D. C. : « La Fabrique de l’Avenir est l’expression inédite d’une mobilisation sans précédent. Cette démarche collective vise à porter d’une seule voix auprès des Français le discours positif et enthousiasmant d’une industrie qui leur construit un bel avenir. La Fabrique de l’Avenir s’inscrit dans une démarche d’actions et de preuves : cela passe par un travail sur l’attractivité du secteur auprès des Français car il est pourvoyeur de beaucoup d’opportunités (250 000 postes à pourvoir chaque année d’ici 2025). Cela passe également par la volonté d’agir ensemble sur des projets partagés et prioritaires comme la transformation digitale de l’industrie ; l’évolution de la formation pour de nouveaux métiers en phase avec les attentes des Français ; une ambition industrielle pour l’Europe ; la conciliation de l’environnement et de l’industrie avec notamment « l’économie circulaire » ; le développement de nouveaux modèles d’affaires et de production liés au big data, avec par exemple des partenariats entre des acteurs traditionnels et des start-up ».

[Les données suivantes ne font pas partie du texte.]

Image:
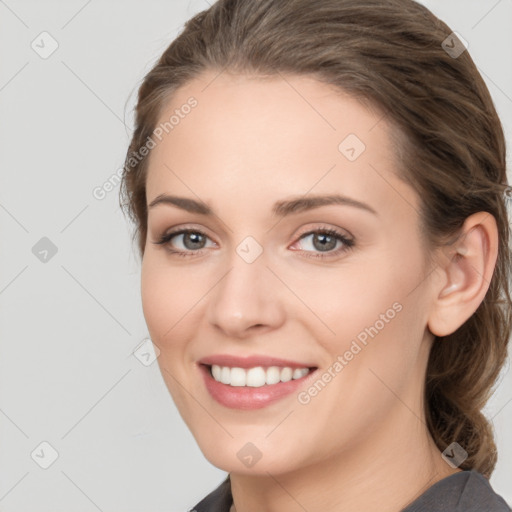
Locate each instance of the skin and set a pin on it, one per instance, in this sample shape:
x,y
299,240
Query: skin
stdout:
x,y
362,442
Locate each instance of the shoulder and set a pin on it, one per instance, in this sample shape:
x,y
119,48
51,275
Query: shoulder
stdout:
x,y
219,500
465,491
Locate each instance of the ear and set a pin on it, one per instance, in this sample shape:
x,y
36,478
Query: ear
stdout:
x,y
466,270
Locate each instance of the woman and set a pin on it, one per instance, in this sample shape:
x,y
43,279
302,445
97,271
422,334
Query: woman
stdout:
x,y
318,190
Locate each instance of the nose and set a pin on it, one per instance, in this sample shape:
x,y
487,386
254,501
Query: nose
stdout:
x,y
247,299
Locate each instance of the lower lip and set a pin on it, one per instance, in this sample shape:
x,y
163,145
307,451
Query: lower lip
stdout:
x,y
247,397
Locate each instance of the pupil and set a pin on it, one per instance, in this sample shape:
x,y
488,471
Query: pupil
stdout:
x,y
324,246
196,239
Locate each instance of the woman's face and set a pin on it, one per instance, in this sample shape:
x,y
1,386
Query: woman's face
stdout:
x,y
258,276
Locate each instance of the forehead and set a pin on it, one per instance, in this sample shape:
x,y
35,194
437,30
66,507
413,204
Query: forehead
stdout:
x,y
273,136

Propos recueillis par Jean-Louis PIERRE

(1) Union des Industries et Métiers de la Métallurgie

Philippe Guerit, nouveau président de l’IUMM

Le conseil d’administration de l’UIMM Côte-d’Or a élu son nouveau président. Philippe Guerit succède ainsi à Didier Contrepois pour un mandat de trois ans.

Ingénieur de formation, Philippe Guerit s’est toujours passionné pour l’industrie et l’innovation : « Mon père, mon grand-père et beaucoup de mes proches travaillaient dans l’industrie. Ils ont dû me transmettre le gène. Et puis, c’est un monde qui comble ma curiosité par sa diversité et sa richesse ! Depuis le début de ma carrière dans la R&D, chez Creusot-Loire, je suis passé d’une production de pièces de 250 tonnes (des roues de turbine pour de grands barrages brésiliens) à des pièces d’orthopédie pouvant peser quelques grammes chez Protéor. Le travail, avec une partie export importante, m’a aussi permis de poser un pied sur tous les continents ! »

A une époque où l’on commençait à peine à parler d’ETI (Entreprises de Taille Intermédiaire) en France, l’UIMM Côte-d’Or demande à Philippe Guerit de représenter ces entreprises qui peinaient alors à trouver leur place entre PME et grands groupes, et souffraient de ne pas avoir droit aux différentes aides et subventions.